The area is difficult to access and virtually unvisited by the local population who until recently believed the ADF provided the best caretaking option. Fishermen, yachtsmen, the ADF and National Park staff, all recognise the significance of this unique region. The 1994 Commonwealth Commission of Inquiry - Shoalwater Bay banned sand mining recognising “World Heritage” values and environmental importance.
Public sentiment began changing in 2005 after the Australian Government entered an agreement with the USA, which provided the Americans with long term access to and joint use of Shoalwater Bay Training Area (SWBTA), and to other Australian military facilities across the continent.
This agreement ties Australia to the rapid military build up taking place in the north-west Pacific, particularly in Guam, a US territory to our north.
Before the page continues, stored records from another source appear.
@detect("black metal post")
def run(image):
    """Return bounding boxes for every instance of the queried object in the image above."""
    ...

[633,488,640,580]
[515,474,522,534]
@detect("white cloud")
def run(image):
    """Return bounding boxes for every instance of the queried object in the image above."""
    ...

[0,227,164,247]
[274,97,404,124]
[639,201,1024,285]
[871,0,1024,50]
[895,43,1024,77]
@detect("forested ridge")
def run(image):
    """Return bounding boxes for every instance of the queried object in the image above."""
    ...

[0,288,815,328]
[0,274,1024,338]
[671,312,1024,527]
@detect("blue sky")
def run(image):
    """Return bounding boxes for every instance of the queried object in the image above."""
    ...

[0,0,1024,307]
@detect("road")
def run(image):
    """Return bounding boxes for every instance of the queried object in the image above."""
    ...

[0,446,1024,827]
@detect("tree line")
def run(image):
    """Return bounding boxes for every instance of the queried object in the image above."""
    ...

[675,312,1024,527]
The Talisman Saber 2007 exercise is a result of this agreement; as part of the Australian-USA Joint Combined Training Centre.
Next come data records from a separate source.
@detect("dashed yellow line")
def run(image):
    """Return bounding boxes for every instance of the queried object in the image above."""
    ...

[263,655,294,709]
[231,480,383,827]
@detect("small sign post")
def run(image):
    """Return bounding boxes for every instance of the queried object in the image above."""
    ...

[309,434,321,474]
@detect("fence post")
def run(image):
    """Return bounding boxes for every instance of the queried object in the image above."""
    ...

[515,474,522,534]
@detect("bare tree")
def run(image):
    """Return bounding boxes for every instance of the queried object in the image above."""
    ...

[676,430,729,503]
Shoalwater Bay is one of the US Pentagon’s largest and most important training areas and bombing ranges in the Asia-Pacific region. There has not been disclosure of the terms of these agreements or what weaponry will be used in SWB or Australia generally
Research by the Shoalwater Wilderness Awareness Group (SWAG), into the history of US military training and bases in foreign countries reveal an appalling record. Serious environmental, economic, social and health problems have too often resulted.
The US military doesn’t have a clean slate when it comes to environmental and health protection in Guam. In 2006, University of Guam professor Dr Luis Szyfres identified that Guam’s environment may be causing diseases affecting local residents due to the US military using Guam’s small Cocos Island as a toxic dumpsite more than 50 years ago. In 1946, the Naval Station Guam was built on Cocos Island on the southern tip of the island and was used for the decontamination of US ships returning from service in the US nuclear test detonations in the Marshall Islands.
During the Vietnam War, chemical agents including Agent Orange were stored at Cocos. In 1968, military waste, including substances stored in 55 gallon drums, was dumped into Cocos’ lagoon. Later the US military blew holes in the outer reef to improve water circulation in an effort to clean the lagoon of contaminants.
While the dump is not longer operating, evaporation and wind have dispersed the toxic chemicals all over Guam. Dr Szyfres referred to a Government of Guam report which showed that, in comparison to the continental US, residents of Guam suffered from many diseases which were in epidemic proportions and that death rates were higher. This included nasopharyngeal cancer, which is 1,999 per cent higher in Guam; cervical cancer, 65 per cent higher; uterine cancer, 55 per cent higher; depression-suicides, 67 per cent; liver cancer, 41 per cent; diabetes, 150 per cent; Ischemic heart disease, 15 per cent; and kidney failure, 12 per cent.
Many other diseases were also recorded in extreme numbers. He cited studies by the Agency for Toxic Substances and Disease Registry and the US Environmental Protection Agency, which presented concrete evidence that the soil and groundwater of Guam contains toxic chemicals, and that concentrations of the toxic chemicals are above their own acceptable levels. (For more information: this text is taken from Dr Zohl de Ishtar’s paper Military Expansion Explained: The Australia-Guam Connection on the Shoalwater Bay website.)
This pattern of military impacting human and environmental health is also reflected in Vieques, in Puerto Rico.